Quality of Teammates

A lot of people who read here are familiar with the notion that the context of a player's ice time has a huge impact on their counting stats and how good they look on the ice. By context, largely we're talking about who they are playing with, and the quality of opponent that they are generally playing against. Also, where their shifts are starting more, be it by faceoff location or on the fly. And lastly, whether or not they are being run out against opponents with tired legs. Those are the principle elements, anyways. And they aren't always easy to pin down with numbers.

Nobody has done more to popularize these ideas than Gabe Desjardins at his stats site. The faceoff zone data can't be argued with, and the quality of competition information always seemed reasonable, given enough games. The quality of teammate data, however, always seemed veryy dubious to me.

That's changed, Gabe has a new quality of teammate stat that is based on a player's underlying stats, specifically his Corsi number. The results seem completely sensible. They are presented in the chart below. Click to enlarge.

The old QUALTEAM numbers seemed madass to me, but I can't argue with these, they mesh with what I've seen in the games. Your mileage may vary.

Friday, January 15, 2010

Al

During the lockout I heard Darcy Regier interviewed on the radio fairly often. He was at the forefront of the rule change initiatives, so he got quite a bit of air time.

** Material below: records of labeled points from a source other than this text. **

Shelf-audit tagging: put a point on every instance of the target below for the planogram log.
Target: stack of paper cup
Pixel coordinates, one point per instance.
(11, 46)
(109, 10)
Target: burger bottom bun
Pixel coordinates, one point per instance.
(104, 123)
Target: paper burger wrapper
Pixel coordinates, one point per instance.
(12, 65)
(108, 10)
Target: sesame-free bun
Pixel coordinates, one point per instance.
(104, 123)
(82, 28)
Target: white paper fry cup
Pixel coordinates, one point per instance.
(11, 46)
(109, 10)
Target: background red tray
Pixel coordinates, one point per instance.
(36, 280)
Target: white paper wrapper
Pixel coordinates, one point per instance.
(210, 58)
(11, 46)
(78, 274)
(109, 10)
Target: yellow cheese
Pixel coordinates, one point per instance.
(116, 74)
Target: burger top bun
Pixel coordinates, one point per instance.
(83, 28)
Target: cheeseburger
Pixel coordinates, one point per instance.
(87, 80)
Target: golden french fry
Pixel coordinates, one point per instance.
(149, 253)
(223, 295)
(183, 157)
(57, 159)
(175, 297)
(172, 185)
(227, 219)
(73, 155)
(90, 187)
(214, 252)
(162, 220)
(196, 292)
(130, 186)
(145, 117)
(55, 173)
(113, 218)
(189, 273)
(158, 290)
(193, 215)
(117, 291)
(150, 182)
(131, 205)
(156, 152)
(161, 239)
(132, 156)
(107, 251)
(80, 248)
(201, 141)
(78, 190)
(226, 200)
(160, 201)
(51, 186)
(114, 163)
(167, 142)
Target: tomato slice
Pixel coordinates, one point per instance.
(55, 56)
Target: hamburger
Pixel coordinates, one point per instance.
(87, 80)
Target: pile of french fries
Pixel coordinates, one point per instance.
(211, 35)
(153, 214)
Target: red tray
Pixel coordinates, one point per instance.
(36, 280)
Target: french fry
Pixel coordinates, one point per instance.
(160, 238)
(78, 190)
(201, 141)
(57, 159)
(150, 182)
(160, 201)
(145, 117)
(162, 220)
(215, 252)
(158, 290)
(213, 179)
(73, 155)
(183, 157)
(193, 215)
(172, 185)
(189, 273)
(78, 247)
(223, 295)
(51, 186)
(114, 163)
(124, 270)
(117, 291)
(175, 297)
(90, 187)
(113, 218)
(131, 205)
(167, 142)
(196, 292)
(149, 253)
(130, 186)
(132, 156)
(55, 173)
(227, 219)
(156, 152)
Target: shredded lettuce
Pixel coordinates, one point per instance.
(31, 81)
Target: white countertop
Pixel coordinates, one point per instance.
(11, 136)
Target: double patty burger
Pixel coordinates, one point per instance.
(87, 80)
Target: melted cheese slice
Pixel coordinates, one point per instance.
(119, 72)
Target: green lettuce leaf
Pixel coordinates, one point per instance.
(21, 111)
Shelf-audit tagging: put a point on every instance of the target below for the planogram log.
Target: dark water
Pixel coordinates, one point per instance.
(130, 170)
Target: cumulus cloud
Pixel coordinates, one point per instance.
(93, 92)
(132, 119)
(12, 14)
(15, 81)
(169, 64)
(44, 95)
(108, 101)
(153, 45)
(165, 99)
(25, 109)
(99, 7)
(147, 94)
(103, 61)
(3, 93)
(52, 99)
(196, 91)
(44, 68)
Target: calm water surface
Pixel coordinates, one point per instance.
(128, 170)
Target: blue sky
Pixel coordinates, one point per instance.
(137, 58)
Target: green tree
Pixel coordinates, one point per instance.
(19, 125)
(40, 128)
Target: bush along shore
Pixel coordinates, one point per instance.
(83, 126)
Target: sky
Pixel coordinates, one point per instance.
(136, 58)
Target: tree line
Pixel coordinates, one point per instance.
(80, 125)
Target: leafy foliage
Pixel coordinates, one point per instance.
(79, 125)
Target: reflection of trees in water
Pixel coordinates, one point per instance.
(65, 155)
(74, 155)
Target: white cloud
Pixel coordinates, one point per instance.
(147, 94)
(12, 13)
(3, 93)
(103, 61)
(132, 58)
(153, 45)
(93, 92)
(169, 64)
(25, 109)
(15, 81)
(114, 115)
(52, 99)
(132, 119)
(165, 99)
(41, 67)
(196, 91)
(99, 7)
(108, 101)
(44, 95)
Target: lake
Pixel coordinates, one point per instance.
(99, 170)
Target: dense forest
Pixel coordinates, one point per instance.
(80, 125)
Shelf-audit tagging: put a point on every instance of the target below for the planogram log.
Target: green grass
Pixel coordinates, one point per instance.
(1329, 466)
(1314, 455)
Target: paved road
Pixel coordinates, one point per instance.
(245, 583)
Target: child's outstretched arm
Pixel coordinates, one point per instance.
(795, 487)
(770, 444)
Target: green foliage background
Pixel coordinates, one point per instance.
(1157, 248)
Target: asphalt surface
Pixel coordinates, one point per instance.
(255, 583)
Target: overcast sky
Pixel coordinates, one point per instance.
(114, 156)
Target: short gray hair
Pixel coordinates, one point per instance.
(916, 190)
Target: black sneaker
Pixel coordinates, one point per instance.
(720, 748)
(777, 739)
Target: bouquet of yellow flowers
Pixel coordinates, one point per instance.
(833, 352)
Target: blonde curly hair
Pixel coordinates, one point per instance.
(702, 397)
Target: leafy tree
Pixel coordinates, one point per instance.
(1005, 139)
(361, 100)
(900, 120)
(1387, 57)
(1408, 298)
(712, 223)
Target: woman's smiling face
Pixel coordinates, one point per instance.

I remember an interview when he talked about Al Arbour's influence, what follows is just by my memory. In his story he asked Arbour 'what were the keys to building a contender?', expecting a laundry list like "a sniping winger, two quality shut down defenceman, a powerplay quarterback, a great checking center, a top notch first line center and two power forward wingers". Arbour replied by saying "Just get good players. Keep adding good players. You'll end up with a good team."

I've searched the web for an article that relays this story, and this quote from a Steve Simmons' piece in the Toronto Sun captures the essence of it.
Regier grew up playing for Al Arbour with the Islanders, learning the hockey business from Bill Torrey.

"I once asked Al, what's the secret to building a team? He said no secret, it's not complicated, get good players."
Lowe and Tambellini appear to be made from Al Arbour antimatter, and I think that's a bad thing.

Sunday, January 10, 2010

Waiting on a cure.

Lately, I feel like a bad viagra commercial.

That's right, I said what I said. Viagra. Viagra, viagra, viagra. But why?

I feel this way, you see, because lately I've got an awfully bad case of "doing things that are healthy for me". Every time the Oilers have a game I suddenly feel compelled to go for a run... or ask my girlfriend how she's feeling... or heck, even study for one of my 18 1/2 courses this semester. Anything, anything, ANYTHING but watch the Oilers.

How has this happened? How has this happened to a guy whose first hockey memories revolve around a 1990 comeback vs the Jets and a Klima goal in the finals vs the Bruins? A guy who, as a 12 year old, cried when Bill Ranford was traded? Who spent his youth doing everything in his power to mode his playing style into Toronto's high school hockey version of Ryan Smyth?

It's actually quite simple. The Oilers fucking suck. And for the time being, they're very, very good at that. Have you ever seen, in the middle of a Winnipeg (or Edmonton) winter, one of those 18 or 20 year old women who seems to inexplicably insist on going everywhere in a skirt or short shorts? Who somehow gets sluttier when the weather turns frosty despite the obvious health/death implications? Who has one or three Chinese symbol lower back tattoos???

The Edmonton Oilers suck more than she does. A lot more.

The Oilers have no Smyth. No Hemsky. No Khabibulin (which is, clearly, a shock to us all - just ask Mudcrutch.) No testicular or even ovarian fortitude. They have no gumption, spunk, pizazz, or even hutzpah (spit). No je ne sais quois or comment on dit? Just roughly 6/12 forwards who would be strained to make a playoff team's roster and a first and second cap that are both maxed out no matter what the papers tell you.

So here I am: afflicted with going to the gym, reading, spooning, and even occasionally (and terribly briefly) "lovemaking". And it's pretty much all Kevin Lowe's fault.

I wonder if the lady and I should send him a thank you note.